It's tempting to see digital cinema as a manana technology - perpetually on the horizon but never getting any nearer. The effect is magnified if you count out your life in d-cinema conferences, which have often made a virtue of heated arguments about bafflingly esoteric points. As Arts Alliance Media CEO Howard Kiedaisch puts it: 'If you go to more than two digital cinema conferences a year, you need to get a hobby.'

Nonetheless Screen International's annual conference on the subject this year offered hints at a genuine breakthrough - even in discussions about why digital cinema isn't actually breaking through the deadlock in many countries outside the US (see Box Office, p35).

The debate is at least no longer about whether d-cinema is a good thing. That case hasn't really been won so much as it has become an irrelevance. Not enough people engaged in the real argument over standards when there was time to influence the outcome. Now, for better or worse, the changeover is an inevitability and most of the standards discussion has been completed.

Arguments remain about how a country's entire exhibition infrastructure can shift to the digital age with everyone happy with their share of the pie. Not surprisingly, the process is far from complete - though the US with its more (though not entirely) homogenous system is finding progress easier. But it's worth looking past the 'who pays' argument to consider the impact of what seem like the clear benefits of the d-cinema switch.

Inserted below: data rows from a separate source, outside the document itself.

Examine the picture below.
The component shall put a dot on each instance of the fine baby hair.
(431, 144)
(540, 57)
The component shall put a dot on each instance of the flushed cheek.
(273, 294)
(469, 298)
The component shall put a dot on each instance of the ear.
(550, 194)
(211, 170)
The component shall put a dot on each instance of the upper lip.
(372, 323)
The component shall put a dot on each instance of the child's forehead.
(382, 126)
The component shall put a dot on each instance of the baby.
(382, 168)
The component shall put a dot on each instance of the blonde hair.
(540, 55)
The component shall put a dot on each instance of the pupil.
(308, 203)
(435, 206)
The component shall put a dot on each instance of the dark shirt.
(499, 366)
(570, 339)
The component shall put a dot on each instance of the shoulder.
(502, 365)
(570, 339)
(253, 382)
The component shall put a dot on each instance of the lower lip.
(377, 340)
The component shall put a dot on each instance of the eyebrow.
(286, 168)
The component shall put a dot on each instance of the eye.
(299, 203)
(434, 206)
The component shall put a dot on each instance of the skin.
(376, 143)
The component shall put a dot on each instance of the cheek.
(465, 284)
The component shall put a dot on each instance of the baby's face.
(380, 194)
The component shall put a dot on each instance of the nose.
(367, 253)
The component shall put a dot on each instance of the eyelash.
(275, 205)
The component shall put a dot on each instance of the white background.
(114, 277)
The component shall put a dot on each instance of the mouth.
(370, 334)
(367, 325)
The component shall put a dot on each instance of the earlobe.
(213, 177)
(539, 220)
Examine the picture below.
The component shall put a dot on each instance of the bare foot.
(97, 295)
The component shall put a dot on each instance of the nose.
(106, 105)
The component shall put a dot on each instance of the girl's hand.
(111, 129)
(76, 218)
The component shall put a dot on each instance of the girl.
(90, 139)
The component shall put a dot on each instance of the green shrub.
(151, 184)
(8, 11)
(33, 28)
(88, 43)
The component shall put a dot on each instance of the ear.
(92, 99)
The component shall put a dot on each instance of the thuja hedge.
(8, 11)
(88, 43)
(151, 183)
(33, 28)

Looking back to the 1980s, it seems clear the big upgrade to multiplexes was the saviour of cinema. We may occasionally go misty-eyed about the old town-centre cinema but we're forgetting that the term 'flea pit' wasn't far from the truth. Upgrading the facilities can make a fundamental difference. At a time when box-office growth in most mature film-going countries is flat or driven by ticket prices, there is a strong argument that we need another burst of renewal.

D-cinema's pitch to be the next big thing comes down to these basics:

- Choice: more content and the ability to match what is on screen to customer demand

- Quality: better sound and image without deterioration of the print

- Events: live events beamed to cinemas

- Spectacle: the wow factor in 3D and arguably 4k projection.

- Demographic change: matching content to customer should attract a wider audience.

A growing number of polls suggest the customer is up for it. But digital cinema is not just 35mm in a shiny new box. It may in essence be a replacement technology but what it does is far more disruptive.

The arguments over who pays for the equipment is short term in the sense that someone - probably the studios - will force the issue. At some time soon, it is pretty clear the message from the studios to exhibitors will be: sign a deal, however imperfect, on a payment-sharing model or fund digital switch-over yourself.

But that's just the start. An equally difficult discussion is whether a model can be found that allows the business to take the benefits of d-cinema outlined above without wrecking the industry as it stands.

The way that films are bought and sold, how they are distributed and the rules on how they can be shown are actually a rather delicate arrangement that is already under strain in areas such as release windows.

Take the fundamental promise of d-cinema: the ability to offer real choice matched to customer demand. Something has to shift out to accommodate an event or an alternative film choice, and that isn't the way film has traditionally done its business. If customers are willing to pack the main screen at $50 a pop to watch opera, where does that leave the current programming'

D-cinema offers benefits and it will be adopted, but the idea that it is possible to take the 35mm world and make it work in the same way for digital is surely unrealistic. The current impasse is about trying to square that circle.